As expected, we can notice more amount of sugars in Smoothies and more amount of Vitamin A and Vitamin C in salads. Calories are more in Chicken and Fish items whereas Iron is more in Beef and Pork. It is better to have breakfast at home due to the high amounts of cholesterol as indicated by the first bar plot.

Do you think bar plots are correct in depicting comparisons among discrete categories? Here we calculated the mean of all items category wise and created a bar plot. But we also know that means are very sensitive to outliers.
Are outliers playing a role in the bar plots above? To understand the distribution of each item we can create Swarm plots.
In Swarm plots, every item in each column is depicted with a dot instead of taking the mean of all items for that particular category like a bar plot does.

Let us create a swarm plot for the Vitamin C and Category columns and compare it with the bar plot.

We can create a Swarm plot using the Seaborn’s swarmplot()method. The X-axis labels are rotated by 90 degrees for readability purposes.

sns.set(style="whitegrid", color_codes=True)ax1= sns.swarmplot(x="Category", y="Vitamin C", data=df)
ax1.set_xticklabels(ax1.get_xticklabels(),rotation=90)

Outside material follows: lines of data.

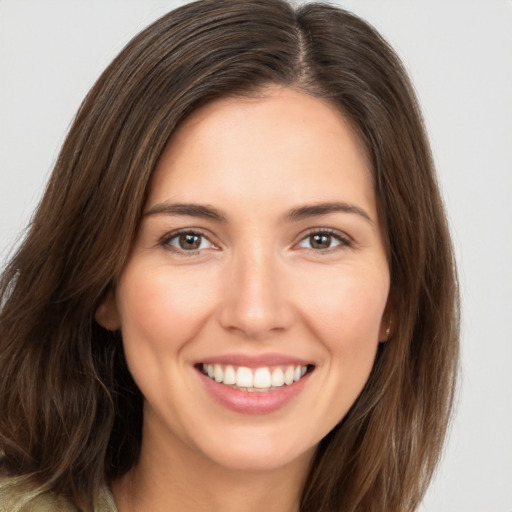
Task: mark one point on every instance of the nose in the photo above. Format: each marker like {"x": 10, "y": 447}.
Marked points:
{"x": 256, "y": 298}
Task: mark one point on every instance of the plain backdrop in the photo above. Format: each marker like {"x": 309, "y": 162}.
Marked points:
{"x": 459, "y": 53}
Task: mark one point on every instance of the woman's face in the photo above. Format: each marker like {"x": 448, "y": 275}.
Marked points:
{"x": 259, "y": 258}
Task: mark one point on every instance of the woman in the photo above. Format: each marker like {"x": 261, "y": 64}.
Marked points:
{"x": 238, "y": 290}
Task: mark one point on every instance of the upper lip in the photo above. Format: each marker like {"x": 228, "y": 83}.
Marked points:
{"x": 255, "y": 360}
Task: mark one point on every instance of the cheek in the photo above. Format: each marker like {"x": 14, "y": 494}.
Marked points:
{"x": 161, "y": 309}
{"x": 349, "y": 305}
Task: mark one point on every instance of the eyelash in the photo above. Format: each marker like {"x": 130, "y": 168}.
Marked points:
{"x": 344, "y": 240}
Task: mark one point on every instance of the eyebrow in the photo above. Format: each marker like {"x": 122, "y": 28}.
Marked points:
{"x": 188, "y": 209}
{"x": 296, "y": 214}
{"x": 314, "y": 210}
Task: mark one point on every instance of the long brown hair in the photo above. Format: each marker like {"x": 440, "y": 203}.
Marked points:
{"x": 70, "y": 413}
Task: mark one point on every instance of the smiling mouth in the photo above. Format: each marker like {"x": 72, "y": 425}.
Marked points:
{"x": 260, "y": 379}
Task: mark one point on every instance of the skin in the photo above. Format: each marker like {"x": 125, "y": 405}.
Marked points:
{"x": 257, "y": 285}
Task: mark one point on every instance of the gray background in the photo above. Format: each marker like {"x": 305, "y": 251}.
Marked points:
{"x": 459, "y": 53}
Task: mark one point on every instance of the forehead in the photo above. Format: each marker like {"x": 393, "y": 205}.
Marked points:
{"x": 281, "y": 145}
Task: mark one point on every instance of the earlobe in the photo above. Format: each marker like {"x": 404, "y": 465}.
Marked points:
{"x": 106, "y": 313}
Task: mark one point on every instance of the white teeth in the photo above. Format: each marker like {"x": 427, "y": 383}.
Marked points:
{"x": 244, "y": 377}
{"x": 256, "y": 379}
{"x": 229, "y": 375}
{"x": 218, "y": 373}
{"x": 262, "y": 378}
{"x": 277, "y": 377}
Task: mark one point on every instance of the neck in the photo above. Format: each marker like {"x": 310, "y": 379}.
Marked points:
{"x": 185, "y": 481}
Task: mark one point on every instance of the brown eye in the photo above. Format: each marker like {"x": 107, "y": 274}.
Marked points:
{"x": 187, "y": 241}
{"x": 320, "y": 241}
{"x": 323, "y": 241}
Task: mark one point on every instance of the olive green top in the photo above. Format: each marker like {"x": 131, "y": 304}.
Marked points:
{"x": 15, "y": 497}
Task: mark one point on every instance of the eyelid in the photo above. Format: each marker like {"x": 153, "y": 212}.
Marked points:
{"x": 165, "y": 240}
{"x": 344, "y": 239}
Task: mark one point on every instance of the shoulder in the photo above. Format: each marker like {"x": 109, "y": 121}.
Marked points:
{"x": 16, "y": 496}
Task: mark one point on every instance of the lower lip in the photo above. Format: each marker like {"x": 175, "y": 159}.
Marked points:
{"x": 253, "y": 402}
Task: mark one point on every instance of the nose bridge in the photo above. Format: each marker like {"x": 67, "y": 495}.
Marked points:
{"x": 255, "y": 301}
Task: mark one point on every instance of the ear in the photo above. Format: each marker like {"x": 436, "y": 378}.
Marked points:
{"x": 106, "y": 313}
{"x": 386, "y": 328}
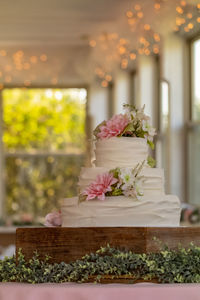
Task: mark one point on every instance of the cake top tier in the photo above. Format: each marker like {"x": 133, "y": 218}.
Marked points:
{"x": 132, "y": 124}
{"x": 120, "y": 152}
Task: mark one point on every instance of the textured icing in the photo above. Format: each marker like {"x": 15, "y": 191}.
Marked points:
{"x": 120, "y": 152}
{"x": 153, "y": 181}
{"x": 122, "y": 211}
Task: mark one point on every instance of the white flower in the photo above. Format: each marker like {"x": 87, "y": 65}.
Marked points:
{"x": 147, "y": 127}
{"x": 152, "y": 131}
{"x": 139, "y": 183}
{"x": 130, "y": 192}
{"x": 127, "y": 177}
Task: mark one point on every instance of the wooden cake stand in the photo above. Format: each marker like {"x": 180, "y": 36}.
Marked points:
{"x": 69, "y": 244}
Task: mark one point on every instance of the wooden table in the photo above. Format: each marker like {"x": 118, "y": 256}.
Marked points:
{"x": 69, "y": 244}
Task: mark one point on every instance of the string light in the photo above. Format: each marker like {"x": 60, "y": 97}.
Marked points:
{"x": 8, "y": 79}
{"x": 137, "y": 7}
{"x": 54, "y": 80}
{"x": 26, "y": 66}
{"x": 108, "y": 77}
{"x": 104, "y": 83}
{"x": 43, "y": 57}
{"x": 33, "y": 59}
{"x": 147, "y": 27}
{"x": 183, "y": 3}
{"x": 92, "y": 43}
{"x": 179, "y": 10}
{"x": 140, "y": 15}
{"x": 8, "y": 68}
{"x": 190, "y": 26}
{"x": 132, "y": 56}
{"x": 156, "y": 37}
{"x": 141, "y": 51}
{"x": 122, "y": 50}
{"x": 176, "y": 28}
{"x": 27, "y": 82}
{"x": 147, "y": 52}
{"x": 156, "y": 49}
{"x": 124, "y": 63}
{"x": 189, "y": 16}
{"x": 129, "y": 14}
{"x": 157, "y": 6}
{"x": 131, "y": 21}
{"x": 3, "y": 52}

Here we can see that the swarm plot consists of Vitamin C values of all the items wrt. category. On looking at the swarm plot, we may assume that the Beverages or Snacks and Sides category will have the highest amount of Vitamin C but after keen observation, we can notice that the number of zero-valued items(circled in swarm-plot) these two columns is way more than the Salads column which has all the values around 20–30. This leads to a higher mean of the Salads category when compared to the other two columns. Similarly, we can create Swarm plots for other categories and analyze them.

Selecting the appropriate plot is a crucial part of insight generation.